En mi pueblo natal, Cereté, hay dos esculturas en el parque principal: una es de una vendedora de bollos de maíz, típicos del corregimiento de Martínez, y otra dedicada al famoso “Burro Mocho” (Noel Petro), nativo de esa población.

Tengo una anécdota fenomenal con mi padre. Él heredó una finca de mi abuela y de mi tío Miguel García y entre lo recibido había un hermoso burro yeguero, un animal gigante llamado “Santiago”. Pero era terrible: peleaba con todos los animales de la finca, rompía la cerca para aparearse con las yeguas y burras del vecino.

Un día apareció un señor que vivía a un kilómetro, ofreciendo comprar el burro. Mi papá le advirtió todas las malicias de “Santiago”, pero el comprador insistió:

—No importa, me lo llevo al precio que sea.

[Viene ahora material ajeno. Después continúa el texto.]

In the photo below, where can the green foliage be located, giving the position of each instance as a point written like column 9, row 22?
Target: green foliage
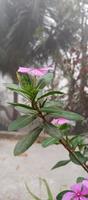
column 60, row 195
column 61, row 163
column 49, row 141
column 40, row 109
column 27, row 141
column 55, row 112
column 77, row 141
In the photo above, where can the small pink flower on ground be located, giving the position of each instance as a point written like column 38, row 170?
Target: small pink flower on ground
column 85, row 183
column 34, row 71
column 60, row 121
column 78, row 192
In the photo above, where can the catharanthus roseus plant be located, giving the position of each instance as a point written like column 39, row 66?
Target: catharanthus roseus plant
column 47, row 114
column 78, row 191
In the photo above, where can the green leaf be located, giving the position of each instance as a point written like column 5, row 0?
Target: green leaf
column 76, row 141
column 51, row 93
column 52, row 130
column 55, row 112
column 49, row 141
column 32, row 195
column 21, row 122
column 80, row 179
column 54, row 103
column 60, row 195
column 80, row 156
column 27, row 91
column 50, row 196
column 61, row 163
column 27, row 141
column 45, row 80
column 23, row 108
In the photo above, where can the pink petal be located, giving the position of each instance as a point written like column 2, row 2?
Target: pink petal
column 68, row 196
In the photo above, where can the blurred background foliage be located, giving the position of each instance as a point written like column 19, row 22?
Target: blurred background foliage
column 48, row 33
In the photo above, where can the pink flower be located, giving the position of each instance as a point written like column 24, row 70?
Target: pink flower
column 85, row 183
column 78, row 192
column 60, row 121
column 34, row 71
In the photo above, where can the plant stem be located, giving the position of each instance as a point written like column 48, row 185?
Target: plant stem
column 63, row 142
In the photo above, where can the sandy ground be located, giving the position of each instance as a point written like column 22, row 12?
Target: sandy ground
column 27, row 168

El señor, que tenía un negocio de lechería, le amarró dos tanques de leche al burro y se subió confiado. Pero “Santiago” arrancó a toda velocidad con él encima, llevándose puertas, árboles y todo lo que encontraba en su camino… hasta que regresó directo a la finca de mi papá. Al llegar, el burro empujó la puerta y el hombre cayó al suelo, con los tanques de leche derramados y todo ensangrentado.

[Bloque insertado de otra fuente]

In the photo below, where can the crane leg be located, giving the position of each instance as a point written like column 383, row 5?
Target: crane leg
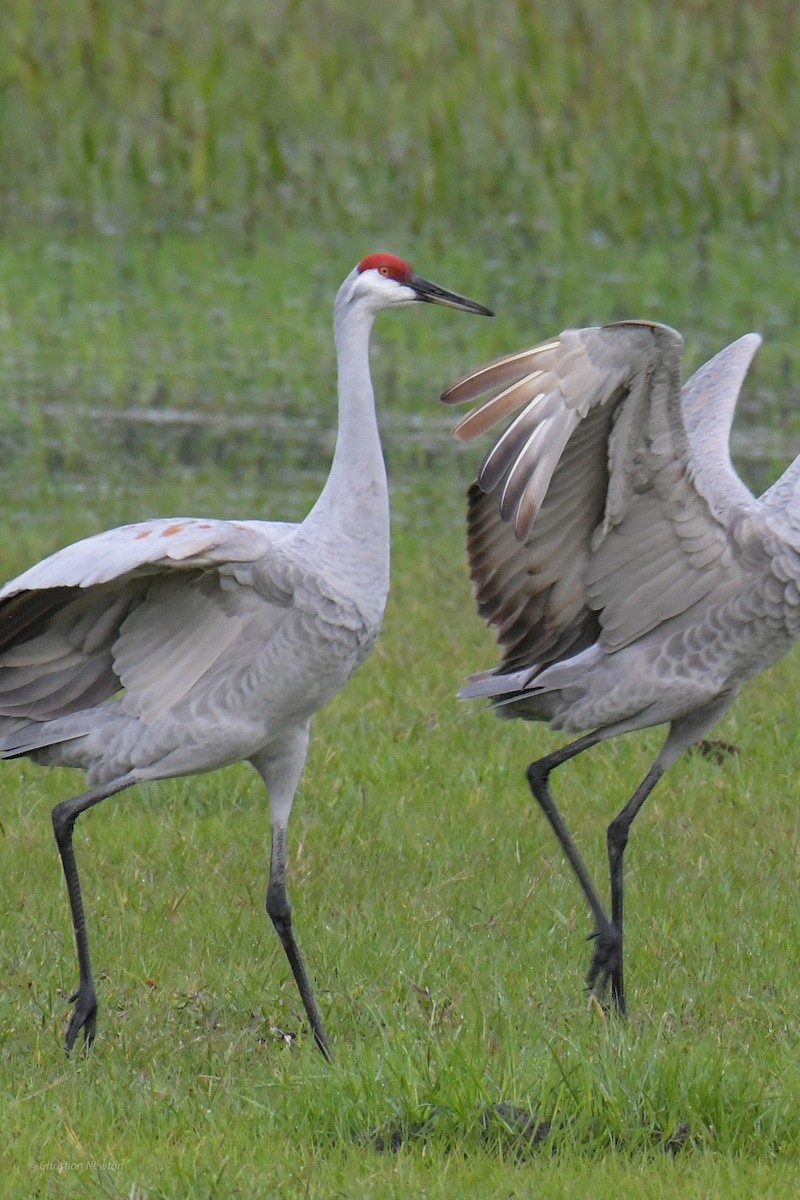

El comprador exclamó, furioso y adolorido:

—¿¡Usted cómo se le ocurre venderme ese diablo!? ¡Por favor devuélvame mi plata y quédese con ese animal satánico!

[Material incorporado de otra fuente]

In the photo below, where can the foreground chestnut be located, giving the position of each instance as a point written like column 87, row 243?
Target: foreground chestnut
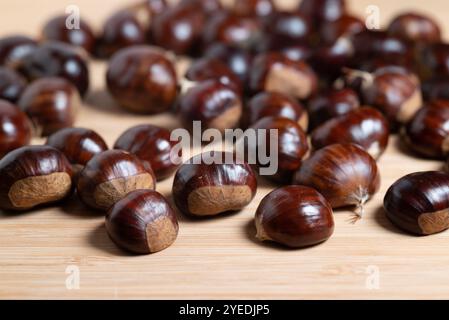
column 51, row 104
column 295, row 216
column 111, row 175
column 33, row 176
column 142, row 222
column 79, row 145
column 150, row 84
column 15, row 128
column 365, row 127
column 345, row 174
column 274, row 72
column 213, row 183
column 428, row 132
column 150, row 143
column 419, row 203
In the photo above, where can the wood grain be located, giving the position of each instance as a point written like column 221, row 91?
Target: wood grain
column 214, row 258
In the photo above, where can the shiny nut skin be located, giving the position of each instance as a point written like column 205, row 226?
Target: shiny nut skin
column 274, row 104
column 428, row 132
column 111, row 175
column 294, row 216
column 57, row 59
column 143, row 222
column 202, row 187
column 15, row 128
column 419, row 203
column 51, row 104
column 33, row 176
column 56, row 30
column 345, row 174
column 12, row 84
column 365, row 127
column 142, row 79
column 274, row 72
column 214, row 104
column 150, row 143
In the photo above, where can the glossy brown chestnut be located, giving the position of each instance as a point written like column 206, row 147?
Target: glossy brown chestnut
column 428, row 132
column 419, row 203
column 331, row 104
column 274, row 72
column 213, row 103
column 415, row 27
column 343, row 173
column 365, row 127
column 57, row 59
column 274, row 104
column 51, row 104
column 15, row 128
column 150, row 143
column 213, row 183
column 294, row 216
column 142, row 79
column 111, row 175
column 56, row 30
column 32, row 176
column 12, row 84
column 142, row 222
column 79, row 145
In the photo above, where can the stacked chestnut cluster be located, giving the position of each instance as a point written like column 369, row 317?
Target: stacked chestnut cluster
column 314, row 70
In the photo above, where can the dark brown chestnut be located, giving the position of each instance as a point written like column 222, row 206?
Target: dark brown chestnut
column 274, row 104
column 365, row 127
column 57, row 59
column 33, row 176
column 274, row 72
column 142, row 79
column 344, row 173
column 15, row 128
column 428, row 131
column 150, row 143
column 51, row 104
column 59, row 29
column 419, row 203
column 214, row 104
column 294, row 216
column 111, row 175
column 213, row 183
column 142, row 222
column 79, row 145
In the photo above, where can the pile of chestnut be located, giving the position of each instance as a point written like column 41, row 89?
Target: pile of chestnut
column 316, row 72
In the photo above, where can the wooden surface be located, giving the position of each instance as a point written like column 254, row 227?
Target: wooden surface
column 215, row 258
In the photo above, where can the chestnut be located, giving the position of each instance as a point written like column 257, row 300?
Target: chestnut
column 56, row 30
column 419, row 203
column 345, row 174
column 274, row 72
column 111, row 175
column 142, row 79
column 51, row 104
column 12, row 84
column 428, row 131
column 150, row 143
column 57, row 59
column 214, row 104
column 142, row 222
column 365, row 127
column 274, row 104
column 294, row 216
column 33, row 176
column 213, row 183
column 79, row 145
column 15, row 128
column 331, row 104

Mi padre, firme, le respondió:

No sé… negocio es negocio. Llévese su burro.

El hombre, de rodillas, le imploraba por la Virgen del Carmen que le devolviera el dinero. Mi papá, al verlo tan angustiado, finalmente accedió:

Tranquilo, le regalo una ternera y le recibo el burro otra vez.

Mi papá siempre contaba esta historia entre risas y carcajadas, y así terminaba el cuento.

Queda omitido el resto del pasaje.